Will the McMansion ever die?
The McMansion with a giant SUV parked in the driveway were pretty much the epitome of middle class excess during the housing bubble. Then gas prices spiked, the crash came, and both houses and cars shrank a bit as Americans turned thrifty.
But old habits die hard. While consumers aren’t buying nearly as many houses or autos as they were before the recession, those who are seem to be back in the mindset that bigger is better.
As Catherine Rampell reported yesterday for the New York Times, the median new, single-family home sold in 2012 was 2,306 square feet — a new record, according to the Census bureau.
Meanwhile, 41 percent of those new houses had four bedrooms or more — also a new high. This, despite the fact that the average home buyer lives in a household with less than 3 people.
And how about those gas guzzlers? They’re on the rebound too. More than 51 percent of new autos sold today are light trucks, a category which includes SUVs. That’s right where we were in the Spring of 2007, though below the all-time peak of around 6 percent.
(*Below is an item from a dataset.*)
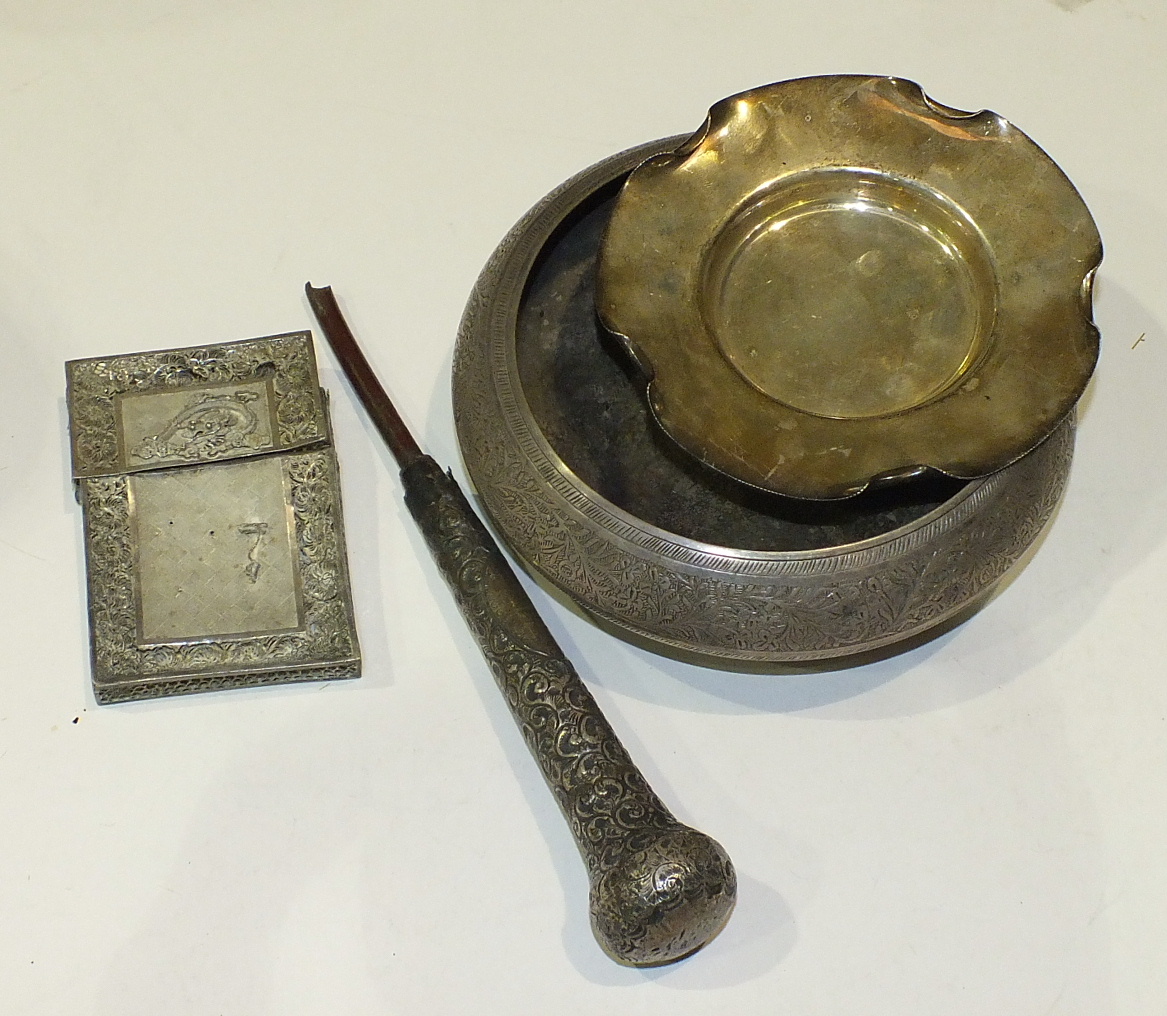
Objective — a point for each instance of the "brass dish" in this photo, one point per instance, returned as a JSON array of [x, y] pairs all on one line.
[[838, 281], [575, 477]]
Now some caveats. The light truck category also includes increasingly popular crossover vehicles, which share some of the space and styling of SUVs, but are more fuel efficient. So the big cars being bought today aren’t quite the same as the big cars that were being bought yesterday. Meanwhile, mortgage credit is hard to come by, and perhaps as a result, the average new home buyer is a bit richer than before the crash, according to the NAHB’s data. That might partly explain our growing abodes, since wealthier families tend to buy larger homes. And as recession-scarred Millennials start entering the home market, there’s a chance they’ll start opting for smaller houses, as some real estate experts believe they will.
But sometimes it just feels like we never learn.